As a working parent, you know your job isn't easy. In fact, balancing work responsibilities and taking care of children at the same time can be a challenging task. Besides your kids needing your attention, time, and guidance, you also need to fulfil your job requirements and manage your home life seamlessly. Sound impossible? That's because it is.
Unfortunately, many parents struggle with the pressure of working like career-driven individuals and simultaneously parenting their kids like stay-at-home moms or dads. Why? Because although society promotes support for busy parents striving to cling to their careers, the truth is the workplace is a tough environment, even without the additional pressures of family life.
So, it's no wonder that while trying to manage an endless mountain of household chores, including homework, playdates, and sports activities, you're left feeling more than a little overwhelmed as you try to prepare for tomorrow's board meeting!
The question is, how do we parents stay on top of our A-game, juggling kids, home life and work deadlines with the aplomb of an ambidextrous circus octopus? Thankfully help is at hand, or rather tentacle!
In this Piper Finn blog post, we share 15 positive parenting tips for working parents to help you maintain a healthy work-life balance.
Positive Parenting Tips for Busy Parents
- Set clear boundaries:
Setting clear boundaries is essential when you are a working parent. Let your supervisor and colleagues know your availability timing and stick to your schedule. There's no point staying late to accrue workplace brownie points if your kids are not collected from school or nursery on time! It simply has a knock-on effect on your schedule and increases stress levels for you and your children.
- Plan your day:
Planning your day can save you time and reduce stress. Each week, draft a to-do list with the most important tasks prioritized.
- Be flexible:
Despite all your planning, sometimes you may need to adjust your schedule due to unexpected events. For example, running late at the office, the kids falling sick, the dog needing an urgent vet visit, or the car needing repair. As a working parent, it's important to be flexible with a contingency plan in place for emergencies.
- Communicate with your child:
Communication is the key to successful parenting while working. Dinner time is an ideal window of opportunity to catch up on the whole family's day. With everyone sitting around the table, enjoying their meal, you can chat with your child about their day at school, friends, and activities.
- Get help for single parents who work:
Every working parent, whether single or part of a couple, needs a support system in place to survive. Having someone who can care for your child when you or your partner are not around, like a family member, friend, or trusted caregiver, can reduce the pressure you may feel when work responsibilities become overwhelming. You can also access advice and help for single parents who work via online forums and parenting websites.

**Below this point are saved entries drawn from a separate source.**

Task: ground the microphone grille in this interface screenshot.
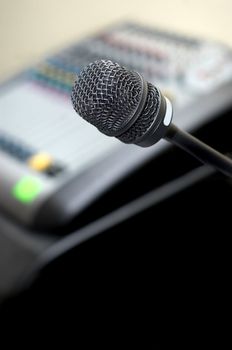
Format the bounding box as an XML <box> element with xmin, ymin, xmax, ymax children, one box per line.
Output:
<box><xmin>71</xmin><ymin>60</ymin><xmax>143</xmax><ymax>136</ymax></box>
<box><xmin>118</xmin><ymin>83</ymin><xmax>161</xmax><ymax>143</ymax></box>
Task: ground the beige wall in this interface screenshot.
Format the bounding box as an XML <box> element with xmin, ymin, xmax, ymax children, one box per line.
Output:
<box><xmin>0</xmin><ymin>0</ymin><xmax>232</xmax><ymax>81</ymax></box>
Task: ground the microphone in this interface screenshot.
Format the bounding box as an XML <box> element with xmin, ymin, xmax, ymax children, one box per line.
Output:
<box><xmin>71</xmin><ymin>60</ymin><xmax>232</xmax><ymax>177</ymax></box>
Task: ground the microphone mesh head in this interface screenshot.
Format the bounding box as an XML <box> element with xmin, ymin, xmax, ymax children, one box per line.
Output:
<box><xmin>71</xmin><ymin>60</ymin><xmax>143</xmax><ymax>136</ymax></box>
<box><xmin>118</xmin><ymin>83</ymin><xmax>160</xmax><ymax>143</ymax></box>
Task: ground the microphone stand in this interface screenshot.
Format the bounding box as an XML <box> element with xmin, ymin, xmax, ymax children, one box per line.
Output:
<box><xmin>165</xmin><ymin>124</ymin><xmax>232</xmax><ymax>178</ymax></box>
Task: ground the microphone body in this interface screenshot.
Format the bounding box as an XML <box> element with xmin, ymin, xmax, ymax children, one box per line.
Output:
<box><xmin>71</xmin><ymin>60</ymin><xmax>232</xmax><ymax>177</ymax></box>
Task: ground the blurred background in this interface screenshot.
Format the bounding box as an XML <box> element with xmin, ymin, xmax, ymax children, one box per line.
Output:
<box><xmin>1</xmin><ymin>0</ymin><xmax>232</xmax><ymax>328</ymax></box>
<box><xmin>0</xmin><ymin>0</ymin><xmax>232</xmax><ymax>82</ymax></box>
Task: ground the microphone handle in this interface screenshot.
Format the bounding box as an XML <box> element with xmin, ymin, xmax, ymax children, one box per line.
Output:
<box><xmin>165</xmin><ymin>124</ymin><xmax>232</xmax><ymax>178</ymax></box>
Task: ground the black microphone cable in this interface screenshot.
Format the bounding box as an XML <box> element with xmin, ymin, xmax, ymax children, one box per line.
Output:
<box><xmin>166</xmin><ymin>125</ymin><xmax>232</xmax><ymax>178</ymax></box>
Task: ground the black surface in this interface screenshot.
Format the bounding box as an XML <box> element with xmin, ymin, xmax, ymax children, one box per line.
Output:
<box><xmin>1</xmin><ymin>170</ymin><xmax>231</xmax><ymax>336</ymax></box>
<box><xmin>1</xmin><ymin>107</ymin><xmax>232</xmax><ymax>332</ymax></box>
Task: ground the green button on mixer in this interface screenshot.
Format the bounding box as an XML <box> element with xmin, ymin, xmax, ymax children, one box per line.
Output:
<box><xmin>12</xmin><ymin>176</ymin><xmax>42</xmax><ymax>203</ymax></box>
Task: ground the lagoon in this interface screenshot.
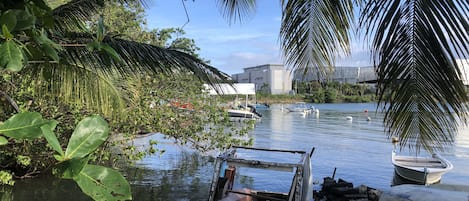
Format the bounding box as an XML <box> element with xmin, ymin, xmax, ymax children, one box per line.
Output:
<box><xmin>7</xmin><ymin>103</ymin><xmax>469</xmax><ymax>200</ymax></box>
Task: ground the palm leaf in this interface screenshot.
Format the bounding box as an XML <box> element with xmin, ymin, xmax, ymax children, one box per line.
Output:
<box><xmin>51</xmin><ymin>0</ymin><xmax>145</xmax><ymax>32</ymax></box>
<box><xmin>280</xmin><ymin>0</ymin><xmax>353</xmax><ymax>81</ymax></box>
<box><xmin>24</xmin><ymin>62</ymin><xmax>126</xmax><ymax>118</ymax></box>
<box><xmin>23</xmin><ymin>31</ymin><xmax>231</xmax><ymax>116</ymax></box>
<box><xmin>216</xmin><ymin>0</ymin><xmax>257</xmax><ymax>24</ymax></box>
<box><xmin>360</xmin><ymin>0</ymin><xmax>469</xmax><ymax>152</ymax></box>
<box><xmin>13</xmin><ymin>0</ymin><xmax>231</xmax><ymax>116</ymax></box>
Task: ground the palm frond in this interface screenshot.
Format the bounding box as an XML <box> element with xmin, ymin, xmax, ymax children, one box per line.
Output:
<box><xmin>360</xmin><ymin>0</ymin><xmax>469</xmax><ymax>152</ymax></box>
<box><xmin>56</xmin><ymin>33</ymin><xmax>230</xmax><ymax>82</ymax></box>
<box><xmin>23</xmin><ymin>32</ymin><xmax>230</xmax><ymax>114</ymax></box>
<box><xmin>51</xmin><ymin>0</ymin><xmax>146</xmax><ymax>33</ymax></box>
<box><xmin>23</xmin><ymin>62</ymin><xmax>126</xmax><ymax>118</ymax></box>
<box><xmin>216</xmin><ymin>0</ymin><xmax>257</xmax><ymax>24</ymax></box>
<box><xmin>280</xmin><ymin>0</ymin><xmax>353</xmax><ymax>80</ymax></box>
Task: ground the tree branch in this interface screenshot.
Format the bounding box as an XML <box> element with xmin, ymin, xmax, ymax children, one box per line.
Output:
<box><xmin>0</xmin><ymin>91</ymin><xmax>20</xmax><ymax>113</ymax></box>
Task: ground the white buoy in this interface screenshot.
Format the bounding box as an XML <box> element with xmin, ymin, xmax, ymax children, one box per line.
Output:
<box><xmin>346</xmin><ymin>116</ymin><xmax>353</xmax><ymax>121</ymax></box>
<box><xmin>366</xmin><ymin>116</ymin><xmax>371</xmax><ymax>121</ymax></box>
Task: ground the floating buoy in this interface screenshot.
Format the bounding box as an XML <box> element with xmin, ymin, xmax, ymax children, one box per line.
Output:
<box><xmin>346</xmin><ymin>116</ymin><xmax>353</xmax><ymax>121</ymax></box>
<box><xmin>364</xmin><ymin>109</ymin><xmax>368</xmax><ymax>113</ymax></box>
<box><xmin>366</xmin><ymin>116</ymin><xmax>371</xmax><ymax>121</ymax></box>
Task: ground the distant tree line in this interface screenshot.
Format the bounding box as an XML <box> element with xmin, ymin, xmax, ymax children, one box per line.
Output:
<box><xmin>294</xmin><ymin>81</ymin><xmax>376</xmax><ymax>103</ymax></box>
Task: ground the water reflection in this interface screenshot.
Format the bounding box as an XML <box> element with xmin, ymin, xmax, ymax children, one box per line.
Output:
<box><xmin>4</xmin><ymin>177</ymin><xmax>91</xmax><ymax>201</ymax></box>
<box><xmin>5</xmin><ymin>144</ymin><xmax>214</xmax><ymax>201</ymax></box>
<box><xmin>125</xmin><ymin>151</ymin><xmax>213</xmax><ymax>201</ymax></box>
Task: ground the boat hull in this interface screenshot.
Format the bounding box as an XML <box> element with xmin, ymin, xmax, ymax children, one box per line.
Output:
<box><xmin>393</xmin><ymin>165</ymin><xmax>445</xmax><ymax>184</ymax></box>
<box><xmin>392</xmin><ymin>151</ymin><xmax>453</xmax><ymax>185</ymax></box>
<box><xmin>227</xmin><ymin>109</ymin><xmax>261</xmax><ymax>120</ymax></box>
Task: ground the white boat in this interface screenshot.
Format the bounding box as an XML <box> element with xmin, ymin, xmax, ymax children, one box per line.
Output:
<box><xmin>208</xmin><ymin>146</ymin><xmax>314</xmax><ymax>201</ymax></box>
<box><xmin>204</xmin><ymin>83</ymin><xmax>262</xmax><ymax>121</ymax></box>
<box><xmin>285</xmin><ymin>102</ymin><xmax>315</xmax><ymax>114</ymax></box>
<box><xmin>392</xmin><ymin>151</ymin><xmax>453</xmax><ymax>185</ymax></box>
<box><xmin>227</xmin><ymin>105</ymin><xmax>262</xmax><ymax>120</ymax></box>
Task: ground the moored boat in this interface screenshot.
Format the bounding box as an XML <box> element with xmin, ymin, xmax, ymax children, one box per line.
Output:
<box><xmin>392</xmin><ymin>151</ymin><xmax>453</xmax><ymax>185</ymax></box>
<box><xmin>285</xmin><ymin>102</ymin><xmax>317</xmax><ymax>115</ymax></box>
<box><xmin>208</xmin><ymin>146</ymin><xmax>314</xmax><ymax>201</ymax></box>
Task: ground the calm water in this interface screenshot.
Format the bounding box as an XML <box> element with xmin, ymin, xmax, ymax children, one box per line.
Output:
<box><xmin>5</xmin><ymin>103</ymin><xmax>469</xmax><ymax>200</ymax></box>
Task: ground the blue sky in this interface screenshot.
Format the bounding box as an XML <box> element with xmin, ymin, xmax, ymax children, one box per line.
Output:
<box><xmin>145</xmin><ymin>1</ymin><xmax>372</xmax><ymax>75</ymax></box>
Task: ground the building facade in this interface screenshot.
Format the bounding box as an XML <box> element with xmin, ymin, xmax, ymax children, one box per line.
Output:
<box><xmin>231</xmin><ymin>64</ymin><xmax>293</xmax><ymax>94</ymax></box>
<box><xmin>293</xmin><ymin>66</ymin><xmax>377</xmax><ymax>83</ymax></box>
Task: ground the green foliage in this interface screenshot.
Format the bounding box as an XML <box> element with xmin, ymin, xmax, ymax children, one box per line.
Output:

- Prioritize quality time:
Quality time is more important than quantity when spending time with your child. Have meaningful conversations, engage in enjoyable activities, and create happy memories. Most importantly, when spending time with your kids, be present, and don't allow technology (phones) or work issues (emails or phone calls) to distract you.
- Take care of yourself:
Self-care is the one thing most working parents are incredibly bad at scheduling into their routine. Unfortunately, as a working parent, it's easy to forget about your own well-being, and yet, if we don't care for ourselves, it affects our super-hero parenting powers! It's important to care for your physical and mental health, eat healthily, exercise, and get enough rest.
- Limit screen time:
Limiting screen time for yourself and your child can help reduce stress and improve your family's well-being. Set limits on screen usage and engage in other activities like reading, playing outdoors, or doing creative activities.
- Create a routine:
A routine can help bring structure and predictability to your daily life. Set a morning, evening, and weekend routine that works for your family. However, routines don't have to be rigid and remember to include fun things like bedtime stories, cuddle time and playtime with the kids.
- Be present:
When spending time with your child, put away distractions (phones, tablets, laptops) and be present. Give them your undivided attention, even if it's only for a short time.
- Practice self-care:
Practising self-care is crucial for your mental and physical health. Take some time to practice a hobby, meditate, or get a massage to relax and recharge. Remember, positive parenting strategies are only effective when you care for yourself too.
- Encourage responsibility:
Encourage your kid to take responsibility for their own tasks and chores; this will help them become more independent and reduce your to-do list! For example, teach your child to set out their clothes and kids shoes the night before. This will make getting ready for school the next morning much easier!
- Stay connected with your child's school:
Stay connected with your child's school, as this will help you stay informed about their academic and social progress. For example, ensure you attend parent-teacher meetings, assemblies and school plays. Being a part of your child's community is crucial if you want to remain in sync with their development.
- Have a positive attitude:
Maintaining a positive attitude can help you overcome any challenges and setbacks that come your way. Model a positive attitude for your child, and they will also learn to approach life with positivity.
- Celebrate small wins:
Celebrating small wins and accomplishments can help boost your family's morale and motivate everyone to keep going.
Being a working parent is both challenging and rewarding. Incorporate these useful working parent tips into your daily routine to create a healthy work-life balance while still being present for your child. When you communicate, plan, prioritize, and take care of yourself, it turns out it's entirely possible to be the effective and happy working parent you envisioned!